The joint action, coordinated by Europol and Eurojust, was also supported by several private partners, including Cryptolaemus, Shadowserver, Spycloud, Cymru, Proofpoint, CrowdStrike, Lumen, Abuse.ch, HaveIBeenPwned, Spamhaus, DIVD, and Bitdefender.

Europol’s main suspect behind Venom RAT

According to Europol, many victims were unaware of infections. This has highlighted the sneaky nature of these threats. Infostealers quietly harvest login details, while RATs like VenomRAT enable remote control for espionage or ransomware deployment, and botnets like Elysium amplify distributed denial-of-service (DDoS) attacks and spam campaigns.

The joint action targeted ransomware infrastructure, the AVCheck site, Smokeloader botnet customers, and servers. It also disrupted major malware operations, such as DanaBot, IcedID, Pikabot, Trickbot, Smokeloader, Bumblebee, and SystemBC.

Besides eliminating the three major cybercrime enablers, authorities have also arrested the main suspect behind Venom RAT in Greece on November 3. Additionally, more than 1,025 servers have been taken down, and 20 domains have been seized.

Infostealer had access to 100,000 crypto wallets

Today’s announcement confirms the disruption of the Rhadamanthys infostealer operation, with the malware-as-a-service’s customers stating they no longer have access to their servers.

Europol dismantles Rhadamanthys Stealer, Venom RAT, Elysium botnet malware groups Seizure banner on Rhadamanthys’ site

This comes after Rhadamanthys promoted two tools on its website, called Elysium Proxy Bot and Crypt Service. The main information stealer had been updated to include the ability to collect fingerprints from devices and web browsers, among other things.

Rhadamanthys had become one of the most famous information scammers available as a malware-as-a-service (MaaS). It was first advertised by a threat actor named kingcrete2022. Version 0.9.2 of the stealer is the latest version.
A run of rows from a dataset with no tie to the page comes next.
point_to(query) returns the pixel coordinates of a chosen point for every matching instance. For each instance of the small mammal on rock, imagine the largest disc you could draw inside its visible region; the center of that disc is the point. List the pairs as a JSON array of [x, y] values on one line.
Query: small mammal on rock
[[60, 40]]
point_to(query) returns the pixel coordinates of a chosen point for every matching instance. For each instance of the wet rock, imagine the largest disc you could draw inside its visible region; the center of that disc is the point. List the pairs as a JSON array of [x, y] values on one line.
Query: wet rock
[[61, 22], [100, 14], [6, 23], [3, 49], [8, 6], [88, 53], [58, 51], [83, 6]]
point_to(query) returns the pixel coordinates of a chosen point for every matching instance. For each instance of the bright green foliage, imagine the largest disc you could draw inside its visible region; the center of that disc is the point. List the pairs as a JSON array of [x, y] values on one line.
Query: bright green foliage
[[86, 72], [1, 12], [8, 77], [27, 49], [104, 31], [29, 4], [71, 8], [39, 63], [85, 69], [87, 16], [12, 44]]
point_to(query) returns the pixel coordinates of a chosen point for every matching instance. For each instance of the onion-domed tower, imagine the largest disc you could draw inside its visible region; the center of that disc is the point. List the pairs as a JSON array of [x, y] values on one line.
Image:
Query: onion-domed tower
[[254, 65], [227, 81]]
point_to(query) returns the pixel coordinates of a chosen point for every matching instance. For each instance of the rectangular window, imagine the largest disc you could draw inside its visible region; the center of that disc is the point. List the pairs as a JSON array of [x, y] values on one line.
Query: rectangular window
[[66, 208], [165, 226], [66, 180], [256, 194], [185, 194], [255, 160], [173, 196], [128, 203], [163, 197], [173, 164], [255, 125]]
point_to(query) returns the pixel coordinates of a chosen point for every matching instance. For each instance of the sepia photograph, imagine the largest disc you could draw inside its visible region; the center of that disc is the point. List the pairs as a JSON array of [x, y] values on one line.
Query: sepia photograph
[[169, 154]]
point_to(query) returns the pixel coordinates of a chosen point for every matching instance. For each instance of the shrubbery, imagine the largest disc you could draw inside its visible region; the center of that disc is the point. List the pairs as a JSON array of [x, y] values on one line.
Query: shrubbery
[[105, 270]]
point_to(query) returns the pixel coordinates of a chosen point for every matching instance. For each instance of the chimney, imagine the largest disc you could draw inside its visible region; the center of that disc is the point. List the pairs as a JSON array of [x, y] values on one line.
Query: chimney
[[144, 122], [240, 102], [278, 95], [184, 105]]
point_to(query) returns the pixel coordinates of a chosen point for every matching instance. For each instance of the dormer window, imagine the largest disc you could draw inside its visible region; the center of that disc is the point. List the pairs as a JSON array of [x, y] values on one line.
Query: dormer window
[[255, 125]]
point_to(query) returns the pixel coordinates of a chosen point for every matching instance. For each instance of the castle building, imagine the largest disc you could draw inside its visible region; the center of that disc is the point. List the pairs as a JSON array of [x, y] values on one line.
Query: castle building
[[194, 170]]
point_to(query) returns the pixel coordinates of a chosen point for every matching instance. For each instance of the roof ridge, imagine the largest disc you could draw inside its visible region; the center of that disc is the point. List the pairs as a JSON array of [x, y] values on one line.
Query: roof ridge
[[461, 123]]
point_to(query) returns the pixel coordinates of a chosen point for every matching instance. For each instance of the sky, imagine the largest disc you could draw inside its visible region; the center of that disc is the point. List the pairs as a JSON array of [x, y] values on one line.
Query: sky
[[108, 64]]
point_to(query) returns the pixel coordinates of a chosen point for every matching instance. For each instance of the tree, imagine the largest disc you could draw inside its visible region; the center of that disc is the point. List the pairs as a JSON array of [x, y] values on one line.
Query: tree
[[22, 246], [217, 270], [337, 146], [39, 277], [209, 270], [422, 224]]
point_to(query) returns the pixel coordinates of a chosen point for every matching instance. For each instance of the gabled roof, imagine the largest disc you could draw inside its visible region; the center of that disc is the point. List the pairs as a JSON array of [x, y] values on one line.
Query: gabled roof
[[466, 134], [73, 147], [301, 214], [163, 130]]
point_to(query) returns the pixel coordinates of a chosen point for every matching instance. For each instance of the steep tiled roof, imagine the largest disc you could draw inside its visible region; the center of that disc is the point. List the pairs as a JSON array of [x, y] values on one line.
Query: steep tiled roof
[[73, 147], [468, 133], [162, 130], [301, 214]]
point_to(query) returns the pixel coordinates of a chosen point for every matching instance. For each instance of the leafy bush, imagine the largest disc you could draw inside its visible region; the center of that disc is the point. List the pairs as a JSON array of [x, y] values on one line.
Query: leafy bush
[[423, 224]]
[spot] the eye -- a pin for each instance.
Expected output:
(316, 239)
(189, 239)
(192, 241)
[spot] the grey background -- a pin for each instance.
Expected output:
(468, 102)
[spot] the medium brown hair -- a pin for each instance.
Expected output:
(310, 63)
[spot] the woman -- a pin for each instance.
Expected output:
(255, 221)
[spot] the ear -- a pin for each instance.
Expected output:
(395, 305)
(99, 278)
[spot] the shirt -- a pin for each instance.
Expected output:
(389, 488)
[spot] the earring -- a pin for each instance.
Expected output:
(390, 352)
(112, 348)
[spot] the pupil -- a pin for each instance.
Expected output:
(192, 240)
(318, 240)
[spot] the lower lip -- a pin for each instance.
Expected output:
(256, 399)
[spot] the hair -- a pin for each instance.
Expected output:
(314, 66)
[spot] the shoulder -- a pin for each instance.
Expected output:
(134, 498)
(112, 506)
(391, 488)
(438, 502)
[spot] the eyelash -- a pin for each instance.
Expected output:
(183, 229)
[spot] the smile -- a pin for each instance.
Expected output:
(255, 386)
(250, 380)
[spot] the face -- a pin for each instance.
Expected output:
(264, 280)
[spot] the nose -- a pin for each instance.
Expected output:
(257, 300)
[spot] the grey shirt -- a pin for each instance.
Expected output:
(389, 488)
Over time, the stealer’s skills have evolved to the point where they can accomplish much more than just steal data. They posed a serious threat to both personal and business security. Recorded Future revealed that version 0.7.0 of the malware had a new artificial intelligence (AI) tool for optical character recognition (OCR) that could capture crypto wallet seed phrases.

However, it is still unclear whether the Elysium botnet Europol refers to is the same proxy botnet service as RHAD security (also known as Mythical Origin Labs), the threat actor associated with Rhadamanthys, which was observed advertising as recently as last month.
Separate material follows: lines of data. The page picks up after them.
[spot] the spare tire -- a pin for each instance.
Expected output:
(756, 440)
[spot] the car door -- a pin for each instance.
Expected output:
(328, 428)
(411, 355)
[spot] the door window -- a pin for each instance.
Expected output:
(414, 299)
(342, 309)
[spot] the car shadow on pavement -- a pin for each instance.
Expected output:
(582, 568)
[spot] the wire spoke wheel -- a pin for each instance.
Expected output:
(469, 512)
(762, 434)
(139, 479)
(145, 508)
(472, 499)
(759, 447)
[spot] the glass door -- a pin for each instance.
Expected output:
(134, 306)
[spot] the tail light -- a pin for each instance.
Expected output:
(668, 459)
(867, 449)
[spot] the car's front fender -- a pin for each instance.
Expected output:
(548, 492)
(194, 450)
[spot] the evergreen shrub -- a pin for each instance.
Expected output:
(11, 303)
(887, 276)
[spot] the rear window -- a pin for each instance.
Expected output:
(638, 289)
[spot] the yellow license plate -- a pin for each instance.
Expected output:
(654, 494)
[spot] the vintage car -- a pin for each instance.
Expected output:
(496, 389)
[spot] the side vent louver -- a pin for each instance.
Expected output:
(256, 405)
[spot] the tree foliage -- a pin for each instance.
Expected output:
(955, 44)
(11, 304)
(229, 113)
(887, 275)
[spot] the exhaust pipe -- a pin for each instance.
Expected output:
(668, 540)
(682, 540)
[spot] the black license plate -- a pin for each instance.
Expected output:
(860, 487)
Europol also revealed that the main suspect behind the infostealer had access to no less than 100,000 crypto wallets belonging to victims. That could potentially amount to millions of euros.

Authorities that participated in the effort included law enforcement agencies from Australia, Canada, Denmark, France, Germany, Greece, Lithuania, the Netherlands, and the US. 
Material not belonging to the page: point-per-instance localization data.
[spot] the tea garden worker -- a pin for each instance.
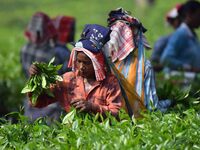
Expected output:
(126, 50)
(65, 31)
(89, 87)
(41, 36)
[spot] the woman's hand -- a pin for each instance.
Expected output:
(82, 105)
(33, 70)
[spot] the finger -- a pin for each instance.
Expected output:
(80, 106)
(83, 109)
(74, 101)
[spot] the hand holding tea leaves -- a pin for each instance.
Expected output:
(42, 75)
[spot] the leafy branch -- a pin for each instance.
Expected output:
(48, 74)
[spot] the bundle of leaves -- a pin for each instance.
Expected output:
(39, 83)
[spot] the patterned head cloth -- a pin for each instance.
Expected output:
(92, 40)
(125, 36)
(120, 14)
(126, 49)
(40, 28)
(173, 13)
(65, 26)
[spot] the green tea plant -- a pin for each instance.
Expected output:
(48, 74)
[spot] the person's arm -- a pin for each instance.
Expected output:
(113, 98)
(111, 103)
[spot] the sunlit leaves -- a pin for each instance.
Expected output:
(41, 82)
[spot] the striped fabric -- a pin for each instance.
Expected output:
(119, 48)
(96, 58)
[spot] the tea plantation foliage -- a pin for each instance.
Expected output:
(178, 128)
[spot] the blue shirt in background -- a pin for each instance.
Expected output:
(183, 49)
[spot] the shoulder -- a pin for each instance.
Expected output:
(68, 76)
(111, 79)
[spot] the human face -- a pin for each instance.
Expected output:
(85, 66)
(194, 21)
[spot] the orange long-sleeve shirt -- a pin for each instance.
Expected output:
(106, 94)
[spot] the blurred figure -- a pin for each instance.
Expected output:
(174, 20)
(183, 49)
(44, 43)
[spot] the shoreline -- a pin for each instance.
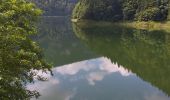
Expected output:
(150, 25)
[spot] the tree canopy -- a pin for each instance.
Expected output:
(142, 10)
(19, 55)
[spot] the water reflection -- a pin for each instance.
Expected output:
(96, 79)
(60, 44)
(104, 62)
(145, 53)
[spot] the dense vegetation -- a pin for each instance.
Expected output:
(142, 10)
(145, 53)
(19, 55)
(55, 7)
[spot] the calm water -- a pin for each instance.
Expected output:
(103, 62)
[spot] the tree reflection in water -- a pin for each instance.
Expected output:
(144, 52)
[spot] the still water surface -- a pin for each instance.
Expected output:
(103, 62)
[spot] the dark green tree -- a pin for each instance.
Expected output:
(19, 55)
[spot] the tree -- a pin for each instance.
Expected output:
(19, 55)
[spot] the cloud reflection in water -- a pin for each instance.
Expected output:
(95, 79)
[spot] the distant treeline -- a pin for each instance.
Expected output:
(55, 7)
(142, 10)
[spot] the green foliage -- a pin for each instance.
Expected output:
(19, 55)
(145, 53)
(55, 7)
(116, 10)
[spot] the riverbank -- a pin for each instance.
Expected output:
(148, 25)
(151, 26)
At the same time, the US Department of Justice (DOJ), FBI, and Secret Service created a new interagency task force to fight cryptoscams targeting Americans.

As reported by Cryptopolitan, the new task force stated that criminals running the operations often operate from compounds in Southeast Asia. Workers at the sites are mostly victims of human trafficking, held against their will, abused, and guarded by armed groups.

US Attorney Jeanine Ferris Pirro said, “Estimates because of underreporting could be as much as 15 times more than $9 billion, and it starts with the devices that you and I hold and use every day to do our banking, to enrich our lives, to communicate with our friends and our loved ones.”